Dia mengangkat sebelah kaki. Refleks aku menggeser tubuh, menjauhinya.

Kupelototi dia seraya berseru, “J-jangan mendekat!”

Benar. Tidak ada cara lain lagi. Kuputuskan untuk meninggalkan saja tasku di sini. Diriku jauh lebih penting dibanding apa pun. Maka kutarik napas, lalu melangkah lebar menuju pintu keluar.

“Shavira … tunggu!”

Seolah ada akar yang melilit erat kedua kaki, aku mematung instan. Sekujur badanku menegang. Mengapa dia … tahu namaku?! Mataku berkaca-kaca saat menatap lelaki itu, yang sebelah tangannya mengabah seakan ingin memegangku, ingin menarik dan membekapku.

“Tenanglah. Di luar sana berbahaya. Lebih baik kamu di sini dulu.”

Kupaksa melepaskan diri dari jerat ini, tetapi hanya bisa untuk mundur hingga punggung mencium dinding kayu nan lembap. Aku merasa terkungkung, tak bisa lagi ke mana-mana. Tatapannya yang melekat padaku seolah menekankan superioritasnya terhadapku.

Dengan langkah perlahan, dia mendekatiku.

“Setop! Jangan ke sini … berhenti!” kecamku, panik. Dia memang menurutiku, tetapi bukan berarti perasaanku bisa tenang begitu saja. “S-siapa kamu? Mengapa kamu bisa tau nama saya?”

Sunyi senyap.

Cukup lama kami hanya saling tatap. Sementara aku berusaha menebak isi hatinya—tujuannya, kulihat dia masih dengan ekspresi yang sukar dibaca. Aku menunggu jawabannya, tetapi tiada yang keluar dari mulutnya. Apa dia sengaja? Atau semua ucapannya memang hanya pura-pura?

Dia menghela napas dalam. “Saya Reza—Reza Mahesa. Kamu bisa percaya saya.
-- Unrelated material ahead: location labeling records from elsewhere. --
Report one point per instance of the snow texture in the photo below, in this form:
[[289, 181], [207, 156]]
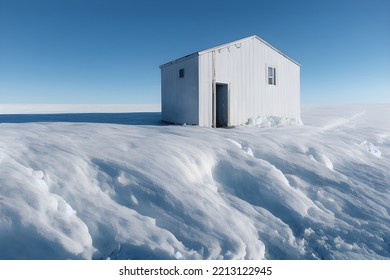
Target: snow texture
[[123, 186]]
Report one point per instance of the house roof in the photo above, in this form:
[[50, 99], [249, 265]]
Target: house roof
[[226, 45]]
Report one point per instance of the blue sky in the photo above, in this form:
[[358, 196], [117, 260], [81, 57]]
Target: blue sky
[[108, 51]]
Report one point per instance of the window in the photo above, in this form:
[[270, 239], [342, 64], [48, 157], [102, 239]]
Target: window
[[181, 73], [271, 76]]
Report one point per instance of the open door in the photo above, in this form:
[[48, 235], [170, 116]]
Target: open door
[[222, 108]]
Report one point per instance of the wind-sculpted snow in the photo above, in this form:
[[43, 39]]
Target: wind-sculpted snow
[[103, 190]]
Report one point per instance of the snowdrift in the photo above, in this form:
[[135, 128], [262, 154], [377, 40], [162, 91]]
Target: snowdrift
[[85, 190]]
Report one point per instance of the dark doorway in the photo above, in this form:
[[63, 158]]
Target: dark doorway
[[222, 93]]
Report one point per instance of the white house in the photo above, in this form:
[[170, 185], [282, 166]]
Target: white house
[[228, 84]]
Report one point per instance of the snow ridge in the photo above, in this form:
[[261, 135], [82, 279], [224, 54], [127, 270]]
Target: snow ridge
[[112, 191]]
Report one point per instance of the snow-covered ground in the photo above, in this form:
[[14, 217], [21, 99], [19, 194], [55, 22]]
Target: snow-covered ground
[[122, 186]]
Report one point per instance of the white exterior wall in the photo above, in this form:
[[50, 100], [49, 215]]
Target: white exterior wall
[[179, 96], [243, 66]]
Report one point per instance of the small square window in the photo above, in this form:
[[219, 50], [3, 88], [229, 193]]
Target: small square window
[[181, 73], [271, 76]]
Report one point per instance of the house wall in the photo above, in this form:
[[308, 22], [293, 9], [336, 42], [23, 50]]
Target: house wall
[[179, 96], [243, 65]]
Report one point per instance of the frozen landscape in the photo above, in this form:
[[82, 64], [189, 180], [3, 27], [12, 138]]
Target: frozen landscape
[[123, 186]]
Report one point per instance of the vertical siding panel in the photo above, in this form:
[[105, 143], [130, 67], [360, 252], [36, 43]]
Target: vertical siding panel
[[241, 65]]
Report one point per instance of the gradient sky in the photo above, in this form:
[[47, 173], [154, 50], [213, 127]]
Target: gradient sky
[[108, 51]]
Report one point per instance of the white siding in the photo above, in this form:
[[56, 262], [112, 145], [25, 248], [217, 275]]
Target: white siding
[[243, 65], [179, 96]]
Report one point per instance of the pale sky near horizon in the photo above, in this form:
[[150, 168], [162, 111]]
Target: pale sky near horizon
[[101, 51]]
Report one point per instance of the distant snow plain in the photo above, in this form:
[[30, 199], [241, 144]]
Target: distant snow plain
[[124, 186]]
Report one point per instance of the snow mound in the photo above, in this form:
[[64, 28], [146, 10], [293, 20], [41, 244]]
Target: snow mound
[[369, 147], [273, 121], [73, 190]]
Kita ada di pihak yang sama.”

Tanpa kusadari, jarak kami semakin dekat. Rupanya dia sama sekali tak mengindahkan perintahku.

“Pihak yang sama?” Aku menggeleng cepat, air mataku mulai tumpah. “Enggak mungkin! Kamu—kamu pasti salah satu dari mereka. Ya! Kamu pasti bakal bawa saya ke mereka.” 

“Saya paham. Wajar kalau kamu susah percaya. Tapi, coba kamu pikir. Kalau memang saya salah satu dari mereka, kamu enggak mungkin ada di sini.”

Jantungku seolah terjun bebas. Benar katanya. Kalau dia salah satu dari mereka, buat apa dia repot-repot membawaku ke sini? Tetapi apa aku bisa memercayainya? Tidak. Aku tak boleh percaya dia begitu saja. Cukup sudah aku kecewa karena terlalu memercayai orang lain.